Y cuando quiera templar mi fe y hacerme familiares los rasgos del Juez Supremo; cuando desee prepararme para el segundo advenimiento para no equivocarme, en el día del gran llamamiento y reconocer sin titubear a Aquel cuya vida constituirá la bienaventuranza eterna; cuando quiera purificarme de todas mis miserias, me acercaré al pobre y trataré de tocar la orla de su manto.

Dios mío, los pobres ejercen entre nosotros una función sagrada. No deberíamos olvidarla. Hay una manera cristiana de mirarlos y de acercarse a ellos. Perdóname por no haberlo comprendido antes, y por haber mantenido en mi corazón tan duro pensamientos infieles. No he querido ver en los menesterosos más que pordioseros; he creído que mis relaciones con ellos se limitaban a darle limosnas con alguna que otra sonrisa forzada, y algunas frases entrecortadas, en los días de fiesta. No me he atrevido a dejar que penetrase profusamente en mi alma tu luz…

Tus pobres me han parecido bastante fastidiosos. Me figuraba que tenían sobre todo que agradecerme lo que por ellos hacía y que no cumplían muy bien con esa obligación. Hasta les he calumniado declarándoles incapaces de virtudes verdaderamente nobles, atribuyendo a las personas de mi casta el monopolio del mérito.
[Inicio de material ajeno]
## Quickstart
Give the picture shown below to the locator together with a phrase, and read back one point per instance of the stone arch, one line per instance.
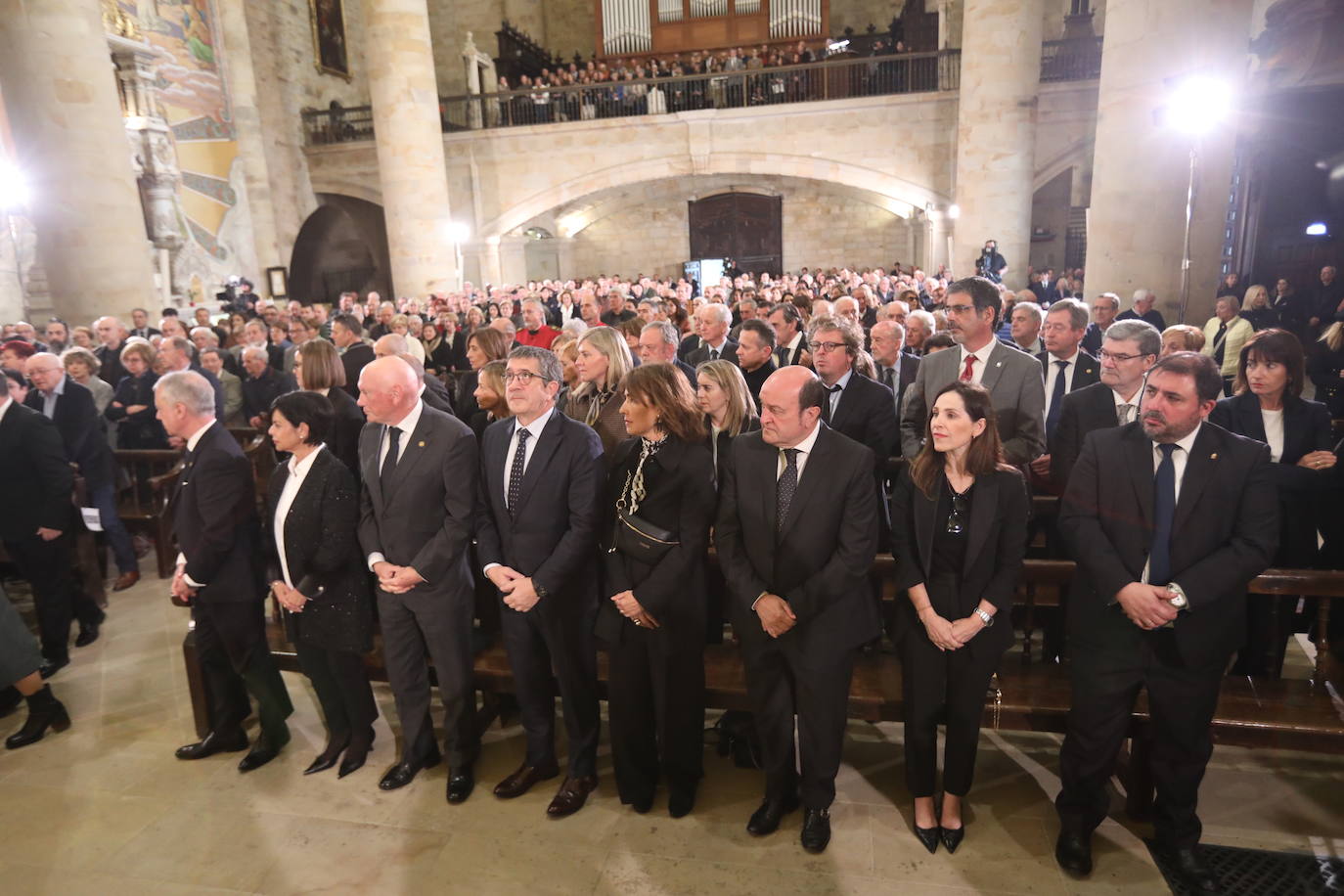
(898, 190)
Y no obstante, ese pobre vergonzante, falto de valor y de grandeza y lleno de remiendos y de miserias, soy yo mismo; así me lo grita mi acto de contrición ; y todos los desprecios que tengo para con los demás caen sobre mi cabeza como pesadas piedras que han sido lanzadas a las estrellas. Haz que tenga ese corazón humilde, que ame de corazón a todos tus pobres y me reconcilie con lo que soy.